In the open-source model of property ownership, the width of distribution and availability represents the only "security" that needs to be provided.

The state's role must be vastly different, and it must be focused on rights of distribution and use, and of mixing. Being a vastly different model of ownership, open source has often confronted a state which wants to apply its traditional understanding of property and its "security." We have witnessed this with property "rights" over content because general content in the digital-distribution world possesses many characteristics similar to software.

Monday Feb 19, 2007

Conflict and Self

People distrust strangers. Only in conflict can you "prove" yourself. In conflict your true self is revealed. On the stage, as well as in life, every one is a stranger who does not first "prove" himself. A person who stands by you in adversity is a proven person. Even an illiterate knows that politeness and smart talk are not signs of sincerity or friendship. But sacrifice is...
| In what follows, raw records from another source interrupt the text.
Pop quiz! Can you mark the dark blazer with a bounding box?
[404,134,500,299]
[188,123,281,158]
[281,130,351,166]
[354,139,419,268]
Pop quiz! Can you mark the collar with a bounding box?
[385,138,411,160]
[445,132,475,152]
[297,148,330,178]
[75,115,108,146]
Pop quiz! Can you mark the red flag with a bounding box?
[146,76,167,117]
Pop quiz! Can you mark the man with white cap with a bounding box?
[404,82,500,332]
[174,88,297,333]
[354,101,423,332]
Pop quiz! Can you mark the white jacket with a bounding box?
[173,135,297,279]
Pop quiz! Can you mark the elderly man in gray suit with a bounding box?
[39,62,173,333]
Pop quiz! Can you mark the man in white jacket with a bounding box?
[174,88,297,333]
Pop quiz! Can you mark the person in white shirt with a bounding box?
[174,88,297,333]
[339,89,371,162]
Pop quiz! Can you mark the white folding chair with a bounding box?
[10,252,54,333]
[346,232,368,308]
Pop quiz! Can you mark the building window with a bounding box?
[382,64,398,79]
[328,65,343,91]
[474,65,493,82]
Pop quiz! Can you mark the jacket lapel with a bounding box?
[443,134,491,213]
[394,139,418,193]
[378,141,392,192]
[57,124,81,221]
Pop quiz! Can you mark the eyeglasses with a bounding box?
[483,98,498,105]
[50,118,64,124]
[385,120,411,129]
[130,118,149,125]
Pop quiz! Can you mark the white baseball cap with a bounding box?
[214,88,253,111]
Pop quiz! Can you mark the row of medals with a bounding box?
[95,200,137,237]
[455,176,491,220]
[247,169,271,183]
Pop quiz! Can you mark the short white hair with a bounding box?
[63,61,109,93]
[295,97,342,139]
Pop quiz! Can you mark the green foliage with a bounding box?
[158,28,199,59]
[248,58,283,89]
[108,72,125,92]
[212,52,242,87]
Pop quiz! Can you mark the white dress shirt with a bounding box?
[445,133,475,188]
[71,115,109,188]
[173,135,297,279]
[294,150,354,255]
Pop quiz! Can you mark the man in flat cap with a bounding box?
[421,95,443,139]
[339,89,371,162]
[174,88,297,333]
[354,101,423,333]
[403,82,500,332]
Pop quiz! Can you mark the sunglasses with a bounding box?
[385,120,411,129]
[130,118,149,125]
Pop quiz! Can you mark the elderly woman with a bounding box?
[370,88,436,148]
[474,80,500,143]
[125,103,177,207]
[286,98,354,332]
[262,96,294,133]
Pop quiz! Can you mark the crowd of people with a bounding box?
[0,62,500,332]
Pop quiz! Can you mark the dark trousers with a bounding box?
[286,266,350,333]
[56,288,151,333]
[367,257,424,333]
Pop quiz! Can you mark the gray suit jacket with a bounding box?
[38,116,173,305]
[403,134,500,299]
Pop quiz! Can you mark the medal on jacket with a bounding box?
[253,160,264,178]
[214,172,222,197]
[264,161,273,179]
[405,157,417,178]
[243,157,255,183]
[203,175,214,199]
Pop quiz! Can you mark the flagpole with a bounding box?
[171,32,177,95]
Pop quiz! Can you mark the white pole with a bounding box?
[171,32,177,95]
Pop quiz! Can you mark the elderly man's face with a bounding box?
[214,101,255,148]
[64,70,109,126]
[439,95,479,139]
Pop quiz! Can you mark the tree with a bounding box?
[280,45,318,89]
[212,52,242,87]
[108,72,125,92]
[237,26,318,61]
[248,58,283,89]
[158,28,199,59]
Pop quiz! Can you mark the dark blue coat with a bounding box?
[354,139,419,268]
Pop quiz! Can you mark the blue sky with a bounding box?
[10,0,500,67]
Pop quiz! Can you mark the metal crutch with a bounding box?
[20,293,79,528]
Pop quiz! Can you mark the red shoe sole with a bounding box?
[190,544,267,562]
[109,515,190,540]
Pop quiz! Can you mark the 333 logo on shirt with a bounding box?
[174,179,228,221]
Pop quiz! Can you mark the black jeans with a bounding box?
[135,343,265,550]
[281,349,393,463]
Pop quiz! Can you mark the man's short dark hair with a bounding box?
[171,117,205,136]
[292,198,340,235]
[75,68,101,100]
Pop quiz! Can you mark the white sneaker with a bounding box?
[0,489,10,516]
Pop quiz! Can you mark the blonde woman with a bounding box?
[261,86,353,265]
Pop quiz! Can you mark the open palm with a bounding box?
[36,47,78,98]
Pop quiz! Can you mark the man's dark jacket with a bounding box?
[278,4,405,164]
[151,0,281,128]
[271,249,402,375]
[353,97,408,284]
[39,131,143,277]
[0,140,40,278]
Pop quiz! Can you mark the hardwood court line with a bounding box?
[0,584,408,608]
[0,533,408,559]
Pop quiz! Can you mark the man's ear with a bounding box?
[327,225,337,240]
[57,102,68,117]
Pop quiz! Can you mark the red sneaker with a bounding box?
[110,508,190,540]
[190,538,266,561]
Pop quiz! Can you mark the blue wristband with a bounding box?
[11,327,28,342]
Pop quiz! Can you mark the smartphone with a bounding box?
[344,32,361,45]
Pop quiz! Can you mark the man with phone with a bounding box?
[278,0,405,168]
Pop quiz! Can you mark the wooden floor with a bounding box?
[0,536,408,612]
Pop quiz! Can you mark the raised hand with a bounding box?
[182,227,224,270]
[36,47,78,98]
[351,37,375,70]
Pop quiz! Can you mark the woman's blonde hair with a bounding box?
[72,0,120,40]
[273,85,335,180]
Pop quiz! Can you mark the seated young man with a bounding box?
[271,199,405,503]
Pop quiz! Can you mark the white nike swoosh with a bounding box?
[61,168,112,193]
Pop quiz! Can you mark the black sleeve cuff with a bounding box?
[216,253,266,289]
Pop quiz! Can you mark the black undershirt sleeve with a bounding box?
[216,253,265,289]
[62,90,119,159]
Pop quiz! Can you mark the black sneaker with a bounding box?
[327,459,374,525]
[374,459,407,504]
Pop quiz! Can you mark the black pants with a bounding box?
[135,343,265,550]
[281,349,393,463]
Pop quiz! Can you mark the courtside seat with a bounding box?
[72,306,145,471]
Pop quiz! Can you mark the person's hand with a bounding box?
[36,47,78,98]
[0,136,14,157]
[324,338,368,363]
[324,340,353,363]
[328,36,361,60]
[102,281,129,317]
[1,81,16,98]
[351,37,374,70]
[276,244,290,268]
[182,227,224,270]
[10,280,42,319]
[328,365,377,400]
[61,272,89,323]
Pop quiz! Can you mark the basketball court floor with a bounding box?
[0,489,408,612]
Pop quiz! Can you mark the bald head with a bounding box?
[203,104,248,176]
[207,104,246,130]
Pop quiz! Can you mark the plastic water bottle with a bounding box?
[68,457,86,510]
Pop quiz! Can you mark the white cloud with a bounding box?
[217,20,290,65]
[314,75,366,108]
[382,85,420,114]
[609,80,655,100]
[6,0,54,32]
...Since most of us play possum and hide our true selves from the world, we are interested in witnessing the things happening to those who are forced to reveal their true characters under the stress of conflict... In conflict we are forced to reveal ourselves. It seems that self-revelation of others or ourselves holds a fatal fascination for everyone.
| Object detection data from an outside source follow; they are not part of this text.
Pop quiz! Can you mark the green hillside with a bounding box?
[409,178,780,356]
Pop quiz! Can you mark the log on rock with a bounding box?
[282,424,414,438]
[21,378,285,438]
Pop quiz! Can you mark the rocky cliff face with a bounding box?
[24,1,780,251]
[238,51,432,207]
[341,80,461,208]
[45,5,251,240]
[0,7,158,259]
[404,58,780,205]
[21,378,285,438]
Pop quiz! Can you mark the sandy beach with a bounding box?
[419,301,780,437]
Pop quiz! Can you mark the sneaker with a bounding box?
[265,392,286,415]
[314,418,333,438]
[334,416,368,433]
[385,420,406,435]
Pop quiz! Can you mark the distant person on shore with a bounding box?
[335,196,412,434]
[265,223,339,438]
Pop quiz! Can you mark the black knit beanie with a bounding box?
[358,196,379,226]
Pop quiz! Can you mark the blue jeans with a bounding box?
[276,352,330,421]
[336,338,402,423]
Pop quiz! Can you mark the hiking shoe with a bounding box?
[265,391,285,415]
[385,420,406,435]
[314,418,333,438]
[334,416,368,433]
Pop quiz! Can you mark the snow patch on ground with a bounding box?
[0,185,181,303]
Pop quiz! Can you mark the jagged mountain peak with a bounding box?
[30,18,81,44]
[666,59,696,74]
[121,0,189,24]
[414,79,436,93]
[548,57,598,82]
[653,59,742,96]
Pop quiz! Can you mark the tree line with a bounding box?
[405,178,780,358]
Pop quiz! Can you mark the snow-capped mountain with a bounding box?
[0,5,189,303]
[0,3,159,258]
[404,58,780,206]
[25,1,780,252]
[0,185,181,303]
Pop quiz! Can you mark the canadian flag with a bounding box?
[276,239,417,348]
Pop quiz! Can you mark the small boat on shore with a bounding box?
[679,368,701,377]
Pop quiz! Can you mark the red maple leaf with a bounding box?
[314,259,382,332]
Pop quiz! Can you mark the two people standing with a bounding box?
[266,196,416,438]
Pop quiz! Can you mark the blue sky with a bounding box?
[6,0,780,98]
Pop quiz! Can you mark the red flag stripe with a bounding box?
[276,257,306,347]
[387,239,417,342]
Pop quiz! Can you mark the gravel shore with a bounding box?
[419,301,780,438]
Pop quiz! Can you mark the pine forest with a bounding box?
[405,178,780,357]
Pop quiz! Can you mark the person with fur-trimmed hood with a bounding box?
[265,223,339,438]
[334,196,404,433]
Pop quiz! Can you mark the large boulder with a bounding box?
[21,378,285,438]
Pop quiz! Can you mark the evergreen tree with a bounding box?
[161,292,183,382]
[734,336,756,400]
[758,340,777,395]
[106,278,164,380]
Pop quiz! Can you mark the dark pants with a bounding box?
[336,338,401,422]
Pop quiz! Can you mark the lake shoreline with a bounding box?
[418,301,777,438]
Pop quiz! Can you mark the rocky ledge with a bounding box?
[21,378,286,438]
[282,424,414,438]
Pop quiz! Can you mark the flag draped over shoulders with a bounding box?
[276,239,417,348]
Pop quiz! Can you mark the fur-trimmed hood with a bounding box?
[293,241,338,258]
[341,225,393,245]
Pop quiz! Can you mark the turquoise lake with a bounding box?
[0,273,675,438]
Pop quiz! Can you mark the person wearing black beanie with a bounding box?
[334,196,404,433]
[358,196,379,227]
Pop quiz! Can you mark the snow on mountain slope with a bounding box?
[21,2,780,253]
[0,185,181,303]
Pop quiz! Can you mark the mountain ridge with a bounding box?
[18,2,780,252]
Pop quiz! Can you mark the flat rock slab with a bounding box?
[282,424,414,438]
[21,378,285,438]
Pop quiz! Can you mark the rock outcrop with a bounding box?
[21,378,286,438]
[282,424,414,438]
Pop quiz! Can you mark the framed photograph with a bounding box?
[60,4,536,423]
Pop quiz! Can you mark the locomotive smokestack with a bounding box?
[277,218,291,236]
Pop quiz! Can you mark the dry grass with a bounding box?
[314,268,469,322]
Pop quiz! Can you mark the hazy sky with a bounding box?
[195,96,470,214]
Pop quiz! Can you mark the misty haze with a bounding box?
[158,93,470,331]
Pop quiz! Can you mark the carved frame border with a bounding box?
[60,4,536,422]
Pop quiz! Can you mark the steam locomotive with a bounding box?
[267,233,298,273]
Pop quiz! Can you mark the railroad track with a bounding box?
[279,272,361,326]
                                                       Lajos Egri, The Art of Dramatic Writing

While most can agree with Egri that conflict provides one medium for self-revelation, they may also see that community and care could provide similar media. In fact, all these aspects are bound up together. For example, community incorporates, in its very institution, passageways for a variety of conflicts and their resolution. However, one thing remains certain and confirms Egri's viewpoint. In the crucible of conflicts, characters reveal themselves most revealingly. We may extend our human observation and note that embedded in every conflict, justice will show its weight and import regardless of the apparent justice of a specific resolution.

Thursday Dec 08, 2005

Why We Need to Learn about Learning

We need to learn about learning because never before have we "meddled with it on the scale on which we do today," to borrow Etienne Wenger's words —

For many of us, the concept of learning immediately conjures up images of classrooms, training sessions, teachers, textbooks, homework, and exercises. Yet in our experience, learning is an integral part of our everyday lives. It is part of our participation in our communities and organizations. The problem is not that we do not know this, but rather than we do not have very systematic ways of talking about this familiar experience.

In his book, Wenger focuses on disclosing a new, systematic way of talking about the familiar experience of learning in "communities of practice" by way of finding meaning and identity through "participation". One should probably also think about knowledge networks.